Does python reuse repeated calculation results?
You can check that with dis.dis. The output is:
2 0 LOAD_CONST 0 (1)
2 STORE_NAME 0 (x)
3 4 LOAD_CONST 1 (2)
6 STORE_NAME 1 (y)
4 8 LOAD_CONST 2 (3)
10 STORE_NAME 2 (z)
5 12 LOAD_NAME 0 (x)
14 LOAD_NAME 1 (y)
16 BINARY_ADD
18 LOAD_NAME 2 (z)
20 BINARY_ADD
22 LOAD_CONST 0 (1)
24 BINARY_ADD
26 LOAD_NAME 0 (x)
28 LOAD_NAME 1 (y)
30 BINARY_ADD
32 LOAD_NAME 2 (z)
34 BINARY_ADD
36 LOAD_CONST 1 (2)
38 BINARY_ADD
40 BINARY_ADD
42 STORE_NAME 3 (r)
44 LOAD_CONST 3 (None)
46 RETURN_VALUE
So it won't cache the result of the expression in parentheses. Though for that specific case it would be possible, in general it is not, since custom classes can define __add__ (or any other binary operation) to modify themselves. For example:
class Foo:
def __init__(self, value):
self.value = value
def __add__(self, other):
self.value += 1
return self.value + other
x = Foo(1)
y = 2
z = 3
print(x + y + z + 1) # prints 8
print(x + y + z + 1) # prints 9
If you have an expensive function of which you would like to cache the result, you can do so via functools.lru_cache for example.

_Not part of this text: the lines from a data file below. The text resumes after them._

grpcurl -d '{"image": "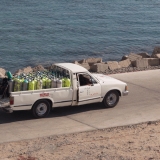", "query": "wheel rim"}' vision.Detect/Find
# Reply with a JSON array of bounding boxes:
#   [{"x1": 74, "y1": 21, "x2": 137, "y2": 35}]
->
[
  {"x1": 36, "y1": 103, "x2": 47, "y2": 116},
  {"x1": 107, "y1": 93, "x2": 117, "y2": 106}
]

On the other hand, the compiler will perform constant folding as can be seen from the following examples:
>>> import dis
>>> dis.dis("x = 'abc' * 5")
1 0 LOAD_CONST 0 ('abcabcabcabcabc')
2 STORE_NAME 0 (x)
4 LOAD_CONST 1 (None)
6 RETURN_VALUE
>>> dis.dis("x = 1 + 2 + 3 + 4")
1 0 LOAD_CONST 0 (10)
2 STORE_NAME 0 (x)
4 LOAD_CONST 1 (None)
6 RETURN_VALUE
EDIT: This answer applies only to the default CPython interpreter of the Python language. It may not be applicable to other Python implementations that adopts JIT compilation techniques or uses a restricted Python sublanguage that allows static type inference. See @Jörg W Mittag's answer for more details.
No it will not. You can do this to see the compiled code:
from dis import dis
dis("r=(x+y+z+1) + (x+y+z+2)")
Output:
0 LOAD_NAME 0 (x)
2 LOAD_NAME 1 (y)
4 BINARY_ADD
6 LOAD_NAME 2 (z)
8 BINARY_ADD
10 LOAD_CONST 0 (1)
12 BINARY_ADD
14 LOAD_NAME 0 (x)
16 LOAD_NAME 1 (y)
18 BINARY_ADD
20 LOAD_NAME 2 (z)
22 BINARY_ADD
24 LOAD_CONST 1 (2)
26 BINARY_ADD
28 BINARY_ADD
30 STORE_NAME 3 (r)
32 LOAD_CONST 2 (None)
34 RETURN_VALUE
This is partially because Python is dynamically-typed. So the types of variables are not easily known at compile time. And the compiler has no way to know whether the + operator, which can be overloaded by user classes, could have any side effect at all. Consider the following simple example:
class A:
def __init__(self, v):
self.value = v
def __add__(self, b):
print(b)
return self.value + b
x = A(3)
y = 4
r = (x + y + 1) + (x + y + 2)
For simple expressions, you can just save the intermediate results to a new variable:
z = x + y + 1
r = z + (z + 1)
For functions calls, functools.lru_cache is another option, as already indicated by other answers.